There are multiple skills and experience in every community. If tapped into and – vitally- supported, these can form the bedrock of new stewardship vehicles such as community land trusts or development trusts. This helps develop active, engaged, and creative citizenship, with residents self-confidently playing a leading role in shaping the evolution of the community and managing assets in line with changing needs and aspirations.
Across the nation, Local Plans are making increasing reference to long-term stewardship. There is increasing recognition of the benefits that such approaches can bring to the achievement of multiple priorities, including health and well-being, active citizenship, hyper-local adaptation to climate change, volunteering and social cohesion.
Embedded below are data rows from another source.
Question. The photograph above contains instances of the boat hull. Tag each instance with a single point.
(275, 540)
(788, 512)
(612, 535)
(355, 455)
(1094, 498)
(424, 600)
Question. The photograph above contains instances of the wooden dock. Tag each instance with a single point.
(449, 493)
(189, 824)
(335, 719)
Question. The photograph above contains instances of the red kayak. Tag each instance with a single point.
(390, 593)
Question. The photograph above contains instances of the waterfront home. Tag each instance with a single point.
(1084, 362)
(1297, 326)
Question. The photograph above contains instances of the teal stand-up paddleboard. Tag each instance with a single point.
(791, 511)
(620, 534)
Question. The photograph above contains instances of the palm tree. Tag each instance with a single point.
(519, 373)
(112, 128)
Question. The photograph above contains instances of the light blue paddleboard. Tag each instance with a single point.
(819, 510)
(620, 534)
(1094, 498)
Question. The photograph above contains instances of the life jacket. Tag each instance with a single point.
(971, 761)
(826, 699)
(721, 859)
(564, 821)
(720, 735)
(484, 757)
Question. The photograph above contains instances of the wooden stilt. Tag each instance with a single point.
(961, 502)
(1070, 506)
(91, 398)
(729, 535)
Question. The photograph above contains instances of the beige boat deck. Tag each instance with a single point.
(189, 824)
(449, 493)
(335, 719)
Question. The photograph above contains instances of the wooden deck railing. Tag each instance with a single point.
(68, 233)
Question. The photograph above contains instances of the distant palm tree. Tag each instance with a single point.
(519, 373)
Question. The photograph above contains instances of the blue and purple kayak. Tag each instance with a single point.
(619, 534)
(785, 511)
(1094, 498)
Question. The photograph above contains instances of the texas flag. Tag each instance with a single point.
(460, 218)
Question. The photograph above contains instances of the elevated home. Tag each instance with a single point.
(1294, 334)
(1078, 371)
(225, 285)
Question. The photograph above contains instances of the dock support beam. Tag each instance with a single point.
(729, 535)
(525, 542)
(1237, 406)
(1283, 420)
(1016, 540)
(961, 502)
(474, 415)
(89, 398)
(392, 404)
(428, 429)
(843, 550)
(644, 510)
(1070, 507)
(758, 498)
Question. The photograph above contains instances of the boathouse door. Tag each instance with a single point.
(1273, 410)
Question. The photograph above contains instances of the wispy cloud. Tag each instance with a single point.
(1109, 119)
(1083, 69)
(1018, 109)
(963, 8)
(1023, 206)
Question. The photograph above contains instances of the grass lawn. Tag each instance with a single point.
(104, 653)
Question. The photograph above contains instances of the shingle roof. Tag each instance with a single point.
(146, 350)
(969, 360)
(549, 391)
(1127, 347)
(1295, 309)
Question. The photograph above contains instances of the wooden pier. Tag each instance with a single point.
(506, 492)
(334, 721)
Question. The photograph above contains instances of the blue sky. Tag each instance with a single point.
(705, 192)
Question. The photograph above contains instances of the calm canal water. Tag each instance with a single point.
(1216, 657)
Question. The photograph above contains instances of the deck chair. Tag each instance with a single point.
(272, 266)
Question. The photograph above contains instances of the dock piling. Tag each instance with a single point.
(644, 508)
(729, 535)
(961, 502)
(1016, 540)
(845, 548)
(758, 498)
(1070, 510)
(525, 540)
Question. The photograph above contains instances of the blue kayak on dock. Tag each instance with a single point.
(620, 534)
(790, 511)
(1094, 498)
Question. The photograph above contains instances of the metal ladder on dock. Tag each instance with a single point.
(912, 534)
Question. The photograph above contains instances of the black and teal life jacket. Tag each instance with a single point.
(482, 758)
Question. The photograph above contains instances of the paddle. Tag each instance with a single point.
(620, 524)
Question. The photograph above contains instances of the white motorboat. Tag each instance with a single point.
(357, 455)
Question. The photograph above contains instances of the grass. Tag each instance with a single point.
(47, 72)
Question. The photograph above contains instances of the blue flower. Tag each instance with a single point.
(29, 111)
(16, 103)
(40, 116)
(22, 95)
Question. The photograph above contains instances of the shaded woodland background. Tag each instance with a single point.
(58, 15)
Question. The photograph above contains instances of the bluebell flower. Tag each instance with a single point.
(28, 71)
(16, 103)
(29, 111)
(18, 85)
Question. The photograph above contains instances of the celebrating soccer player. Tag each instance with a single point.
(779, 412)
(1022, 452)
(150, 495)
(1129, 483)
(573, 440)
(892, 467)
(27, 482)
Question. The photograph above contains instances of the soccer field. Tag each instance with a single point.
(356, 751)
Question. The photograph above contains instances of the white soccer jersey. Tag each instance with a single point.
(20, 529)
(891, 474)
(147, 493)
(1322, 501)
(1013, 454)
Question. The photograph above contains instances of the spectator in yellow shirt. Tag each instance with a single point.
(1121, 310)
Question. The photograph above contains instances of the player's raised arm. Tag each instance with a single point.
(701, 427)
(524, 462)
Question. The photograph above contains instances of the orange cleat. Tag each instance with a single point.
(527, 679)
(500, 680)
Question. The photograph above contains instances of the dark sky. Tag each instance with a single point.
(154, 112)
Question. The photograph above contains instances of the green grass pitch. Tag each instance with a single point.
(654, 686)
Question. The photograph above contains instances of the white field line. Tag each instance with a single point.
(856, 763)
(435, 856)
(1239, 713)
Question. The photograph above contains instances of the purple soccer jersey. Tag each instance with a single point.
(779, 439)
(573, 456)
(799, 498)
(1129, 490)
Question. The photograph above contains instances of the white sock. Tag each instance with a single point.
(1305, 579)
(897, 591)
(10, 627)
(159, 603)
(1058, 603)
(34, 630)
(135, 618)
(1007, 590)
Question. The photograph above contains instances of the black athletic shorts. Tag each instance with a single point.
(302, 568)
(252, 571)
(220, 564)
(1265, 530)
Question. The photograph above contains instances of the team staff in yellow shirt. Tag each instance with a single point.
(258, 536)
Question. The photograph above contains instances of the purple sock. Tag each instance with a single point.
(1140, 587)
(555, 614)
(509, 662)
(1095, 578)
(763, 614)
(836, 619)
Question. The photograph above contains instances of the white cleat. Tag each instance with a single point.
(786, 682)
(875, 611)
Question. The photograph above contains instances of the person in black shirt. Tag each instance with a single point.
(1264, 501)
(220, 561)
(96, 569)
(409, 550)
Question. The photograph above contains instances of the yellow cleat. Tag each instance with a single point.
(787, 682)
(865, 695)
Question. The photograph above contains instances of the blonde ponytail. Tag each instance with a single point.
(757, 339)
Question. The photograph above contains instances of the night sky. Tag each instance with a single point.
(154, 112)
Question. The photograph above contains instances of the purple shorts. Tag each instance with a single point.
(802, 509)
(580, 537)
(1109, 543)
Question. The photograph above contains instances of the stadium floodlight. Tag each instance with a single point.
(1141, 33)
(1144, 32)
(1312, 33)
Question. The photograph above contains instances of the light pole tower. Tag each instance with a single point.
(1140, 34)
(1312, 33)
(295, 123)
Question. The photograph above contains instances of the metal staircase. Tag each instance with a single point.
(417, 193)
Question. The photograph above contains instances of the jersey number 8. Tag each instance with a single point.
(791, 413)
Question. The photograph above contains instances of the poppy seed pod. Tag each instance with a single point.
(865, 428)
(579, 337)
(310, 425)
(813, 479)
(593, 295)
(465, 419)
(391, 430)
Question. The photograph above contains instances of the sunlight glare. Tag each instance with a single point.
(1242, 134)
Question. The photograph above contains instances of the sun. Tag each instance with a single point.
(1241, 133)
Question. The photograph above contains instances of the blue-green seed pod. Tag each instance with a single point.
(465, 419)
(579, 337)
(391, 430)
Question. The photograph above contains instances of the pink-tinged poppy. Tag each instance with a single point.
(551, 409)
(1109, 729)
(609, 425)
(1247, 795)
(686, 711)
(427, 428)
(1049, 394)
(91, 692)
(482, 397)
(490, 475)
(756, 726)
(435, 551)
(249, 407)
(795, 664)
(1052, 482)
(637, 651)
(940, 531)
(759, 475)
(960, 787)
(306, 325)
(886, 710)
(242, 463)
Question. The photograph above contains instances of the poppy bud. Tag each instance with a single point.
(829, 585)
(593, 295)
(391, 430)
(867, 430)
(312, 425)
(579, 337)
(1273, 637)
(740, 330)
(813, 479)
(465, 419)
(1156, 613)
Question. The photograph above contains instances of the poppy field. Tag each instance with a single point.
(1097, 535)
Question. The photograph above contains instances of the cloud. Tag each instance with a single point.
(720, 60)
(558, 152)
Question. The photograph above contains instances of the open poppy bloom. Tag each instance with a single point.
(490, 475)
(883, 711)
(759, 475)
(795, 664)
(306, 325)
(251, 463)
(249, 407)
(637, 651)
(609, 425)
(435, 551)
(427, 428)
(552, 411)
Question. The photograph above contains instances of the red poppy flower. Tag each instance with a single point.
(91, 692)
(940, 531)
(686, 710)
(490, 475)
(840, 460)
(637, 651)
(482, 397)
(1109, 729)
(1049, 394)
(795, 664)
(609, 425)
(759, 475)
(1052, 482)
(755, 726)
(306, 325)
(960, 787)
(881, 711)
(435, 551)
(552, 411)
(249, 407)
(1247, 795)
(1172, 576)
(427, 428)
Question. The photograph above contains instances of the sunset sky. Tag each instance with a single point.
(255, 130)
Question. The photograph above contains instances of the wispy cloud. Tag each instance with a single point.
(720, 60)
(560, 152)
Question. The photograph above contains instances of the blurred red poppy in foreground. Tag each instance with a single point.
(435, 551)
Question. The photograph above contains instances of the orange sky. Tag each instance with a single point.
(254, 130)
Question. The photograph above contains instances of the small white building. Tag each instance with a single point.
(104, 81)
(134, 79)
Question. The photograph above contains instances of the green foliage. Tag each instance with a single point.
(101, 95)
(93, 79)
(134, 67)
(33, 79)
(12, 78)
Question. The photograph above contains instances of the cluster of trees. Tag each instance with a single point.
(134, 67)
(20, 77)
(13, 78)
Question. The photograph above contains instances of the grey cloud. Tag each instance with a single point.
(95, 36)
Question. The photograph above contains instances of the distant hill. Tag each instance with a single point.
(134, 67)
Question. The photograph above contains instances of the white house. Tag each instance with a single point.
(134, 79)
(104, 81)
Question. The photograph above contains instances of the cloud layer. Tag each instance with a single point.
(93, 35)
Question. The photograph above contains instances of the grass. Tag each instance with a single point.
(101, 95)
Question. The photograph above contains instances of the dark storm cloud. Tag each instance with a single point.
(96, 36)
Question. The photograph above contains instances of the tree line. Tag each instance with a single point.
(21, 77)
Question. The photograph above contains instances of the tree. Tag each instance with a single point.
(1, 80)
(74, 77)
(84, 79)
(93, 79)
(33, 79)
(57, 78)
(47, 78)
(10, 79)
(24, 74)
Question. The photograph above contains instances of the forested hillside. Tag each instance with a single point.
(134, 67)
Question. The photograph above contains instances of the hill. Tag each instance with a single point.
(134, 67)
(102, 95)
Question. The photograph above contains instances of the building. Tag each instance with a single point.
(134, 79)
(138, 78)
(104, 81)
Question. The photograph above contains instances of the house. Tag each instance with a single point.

More practically, stewardship conversations, equitably undertaken and facilitated in a clear and transparent manner can mean less officer and member time spent in conflict management.
Developers and Landowners
Garden Village principles, which emphasise ‘community ownership of land and long-term stewardship of assets’, are being increasingly seen as touchstones for those developers which see legacy as a key component of their commercial ethos. Developers and landowners can sit on the board of development trusts, for example, underlying that commitment to long-term placemaking.
As Local Plans begin to increasingly expect long-term stewardship solutions, applications featuring its principles are likely to receive greater support in the planning process. Forward-thinking developers also see the value in early engagement with stewardship with regard to scheme viability. ‘Retrofitted’ stewardship solutions can be more costly, as well as potentially leading to conflict with the community.
The bigger picture
Long-term stewardship has a crucial role to play in sustaining locally-based responses to the ecological and climate emergencies.
Many stewardship schemes will involve safeguarding land or other assets and provide environmental benefits, including blue/green assets. These can include existing habitats such as woodland, wetland, meadows and newly created or enhanced environmental assets such as new safe pedestrian routes with enhanced hedgerows and food growing areas (allotments, community orchards). Biodiversity net gain assessments can underpin stewardship mechanisms, improve soils, and guide locally-appropriate nature recovery and enhancement.
The benefits of access to nature for mental health and well-being is more abundantly clear than ever, while green spaces can also help offset nitrous oxide emissions from traffic. Green and blue spaces can also be used to enable homes to be more energy efficient. Apart from providing renewable energy up front – such as solar panels on roofs – other measures can be inserted below ground, such as ground and water-based heat pumps or district heating schemes, that utilise green spaces to service housing areas. This can also support affordability for residents.